To how many does the Bible hold out hope of heavenly life?
Luke 12:32: “Have no fear, little flock, because your Father has approved of giving you the kingdom.”
Rev. 14:1-3: “I saw, and, look! the Lamb [Jesus Christ] standing upon the Mount Zion [in heaven; see Hebrews 12:22-24], and with him a hundred and forty-four thousand having his name and the name of his Father written on their foreheads. . . . And they are singing as if a new song . . . and no one was able to master that song but the hundred and forty-four thousand, who have been bought from the earth.”
Is the number 144,000 merely symbolic?
The answer is indicated by the fact that, after mention of the definite number 144,000, Revelation 7:9 refers to “a great crowd, which no man was able to number.” If the number 144,000 were not literal it would lack meaning as a contrast to the “great crowd.” Viewing the number as literal agrees with Jesus’ statement at Matthew 22:14 regarding the Kingdom of the heavens: “There are many invited, but few chosen.”
Do those of the “great crowd” referred to at Revelation 7:9, 10 also go to heaven?
Revelation does not say of them, as it does of the 144,000, that they are “bought from the earth” to be with Christ on heavenly Mount Zion.—Rev. 14:1-3.

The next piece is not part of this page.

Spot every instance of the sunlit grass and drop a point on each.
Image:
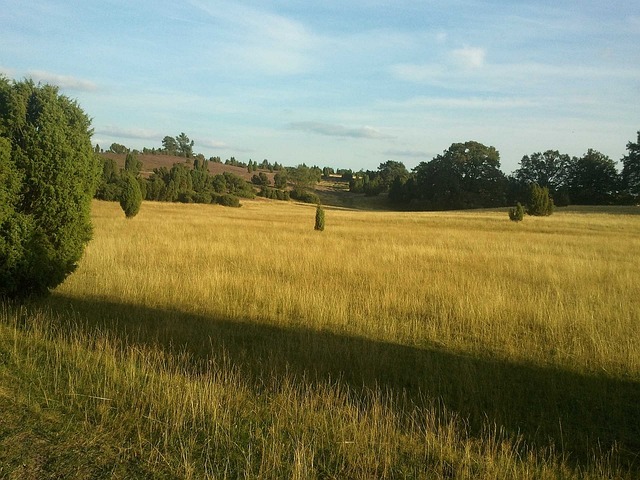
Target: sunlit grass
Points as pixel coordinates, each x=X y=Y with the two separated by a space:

The description of them as “standing before the throne and before the Lamb” indicates, not necessarily a location, but an approved condition. (Compare Revelation 6:17; Luke 21:36.) The expression “before the throne” (Greek, e·no′pi·on tou thro′nou; literally, “in sight of the throne”) does not require that they be in heaven. Their position is simply “in sight” of God, who tells us that from heaven he beholds the sons of men.—Ps. 11:4; compare Matthew 25:31-33; Luke 1:74, 75; Acts 10:33.

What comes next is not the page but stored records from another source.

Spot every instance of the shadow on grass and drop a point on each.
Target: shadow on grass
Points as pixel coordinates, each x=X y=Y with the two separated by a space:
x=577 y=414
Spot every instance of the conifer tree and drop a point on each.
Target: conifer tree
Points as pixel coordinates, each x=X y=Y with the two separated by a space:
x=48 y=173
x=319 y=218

The “great crowd in heaven” referred to at Revelation 19:1, 6 is not the same as the “great crowd” of Revelation 7:9. The ones in heaven are not described as being “out of all nations” or as ascribing their salvation to the Lamb; they are angels. The expression “great crowd” is used in a variety of contexts in the Bible.—Mark 5:24; 6:34; 12:37.
What will those who go to heaven do there?
Rev. 20:6: “They will be priests of God and of the Christ, and will rule as kings with him for the thousand years.” (Also Daniel 7:27)
1 Cor. 6:2: “Do you not know that the holy ones will judge the world?”
Rev. 5:10: “You made them to be a kingdom and priests to our God, and they are to rule as kings over [“on,” RS, KJ, Dy; “over,” AT, Da, Kx, CC] the earth.” (The same Greek word and grammatical structure is found at Revelation 11:6. There RS, KJ, Dy, etc., all render it “over.”) **So if all people went to heaven and became rulers, who would they rule over if there was no one left on the earth?**
Another thing to consider is.... If heaven truly is the ultimate destination of mankind, why, out of almost 25 accounts in the bible of people being resurrected from the dead, did none of them have anything to report about having being to heaven? Could it be that the dead truly are as the bible says, (and wholly more believable) that they're really just DEAD? If you did some research, you might be shocked to learn that this whole notion of dying and going to heaven never originated with God, in His word, or in Jesus' teachings which became Christianity, but from Babylonian pagan religions that eventually spread across the world.